Lap Ureteric Stricture repair

Ureteral narrowing varies in location and length, and thus in their various treatment options. The patient and his/her surgeon must determine the best treatment option for the diseased ureter. Once the decision is made to perform reconstruction of the ureter, the University of Chicago offers the laparoscopic approach to reconstruction of the ureter. For mid-ureteral and long strictures, we can perform the ureteroureterostomy and the ileal ureter. 

The patient is placed to sleep. He/she is then turned onto the side. 4-5 key-hole size incisions are placed on the same side of the body as the diseased ureter. The surgeon’s hands are never inside the patient’s body during surgery. Long instruments are inserted through these keyhole incisions. The surgeon watches a television monitor which gives him a view of the abdominal cavity. The colon which covers the kidney is first taken down, exposing the ureter. The area of the stricture is dissected and exposed clearly from all attachments. Then, the area of the narrowing is cut and removed. For shorter strictures, the cut ends of the ureter are connected back together with sutures. A plastic tube, or a stent, is placed in the ureter to protect the sutured connection as it heals. For longer strictures, the diseased part of the ureter is cut and removed. Then, a 3” incision is extended from one of the keyhole incisions previously made. Part of the small intestine, the ileum, is brought out of this incision, and a length of ileum equal to the length of the stricture is detached from the rest of the small intestine. This is then placed back into the abdomen. The 3” incision is sutured closed. The isolated portion of the ileum is connected to the kidney on one end, and to healthy ureter on the other end with sutures. A stent is placed, extending from the kidney to the bladder to protect the ileal ureter as it heals.

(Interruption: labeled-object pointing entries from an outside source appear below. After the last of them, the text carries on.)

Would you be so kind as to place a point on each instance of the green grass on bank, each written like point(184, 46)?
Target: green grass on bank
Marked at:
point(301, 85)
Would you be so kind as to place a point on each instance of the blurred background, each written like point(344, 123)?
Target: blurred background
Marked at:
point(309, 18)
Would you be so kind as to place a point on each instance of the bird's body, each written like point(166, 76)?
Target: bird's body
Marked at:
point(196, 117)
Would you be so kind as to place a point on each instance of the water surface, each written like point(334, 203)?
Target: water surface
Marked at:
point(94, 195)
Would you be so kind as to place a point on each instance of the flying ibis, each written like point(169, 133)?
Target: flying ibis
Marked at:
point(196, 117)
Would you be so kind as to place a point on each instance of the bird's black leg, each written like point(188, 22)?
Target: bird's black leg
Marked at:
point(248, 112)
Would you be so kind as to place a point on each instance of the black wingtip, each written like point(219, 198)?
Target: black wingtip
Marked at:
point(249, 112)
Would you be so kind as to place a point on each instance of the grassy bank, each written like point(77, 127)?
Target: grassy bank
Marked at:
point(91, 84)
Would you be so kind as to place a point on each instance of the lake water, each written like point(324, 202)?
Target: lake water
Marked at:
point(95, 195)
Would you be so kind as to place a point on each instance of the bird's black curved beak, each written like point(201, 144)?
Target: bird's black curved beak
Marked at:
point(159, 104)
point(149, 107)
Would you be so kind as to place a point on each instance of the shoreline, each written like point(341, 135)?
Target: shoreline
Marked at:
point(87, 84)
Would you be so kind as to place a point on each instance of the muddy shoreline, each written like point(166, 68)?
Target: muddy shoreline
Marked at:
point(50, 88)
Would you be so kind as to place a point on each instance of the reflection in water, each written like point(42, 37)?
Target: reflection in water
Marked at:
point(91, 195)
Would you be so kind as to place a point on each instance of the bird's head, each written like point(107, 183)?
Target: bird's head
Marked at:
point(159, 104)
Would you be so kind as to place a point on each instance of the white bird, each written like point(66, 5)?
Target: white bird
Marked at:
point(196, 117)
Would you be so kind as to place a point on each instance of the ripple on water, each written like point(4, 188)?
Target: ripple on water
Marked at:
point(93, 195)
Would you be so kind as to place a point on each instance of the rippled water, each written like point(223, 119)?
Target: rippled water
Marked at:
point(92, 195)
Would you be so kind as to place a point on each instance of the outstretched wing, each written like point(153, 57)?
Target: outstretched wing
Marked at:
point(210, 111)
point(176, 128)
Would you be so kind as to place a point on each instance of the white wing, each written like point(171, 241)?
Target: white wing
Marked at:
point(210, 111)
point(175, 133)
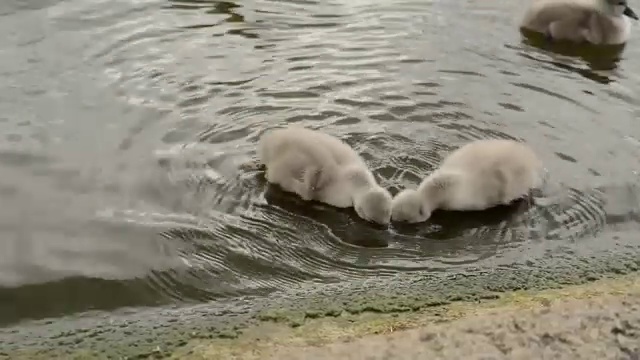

The laparoscopic approach has numerous advantages over the conventional open approach. First, the patient will feel less pain postoperatively compared to the open approach. This is in part due to the small keyhole incisions made as compared to an open ureteral reconstruction surgery, which could result in a much larger scar, depending on the location of the stricture and the type of open surgery performed. Another reason for less pain is that less trauma is caused in a laparoscopic case since the surgeon’s hands are never inside the patient’s abdomen, and large metal retractors for keeping the incision open are not needed. Less pain also means faster postoperative recovery. The patients are typically given regular diet and are ambulating by the first day after surgery. The patients usually stay in the hospital for 2-3 days, and are back to their normal activities by approximately 4 weeks following surgery. In addition to these advantages, the laparoscopic approach also offers a better cosmetic result due to the small and almost negligible incisional scars over time.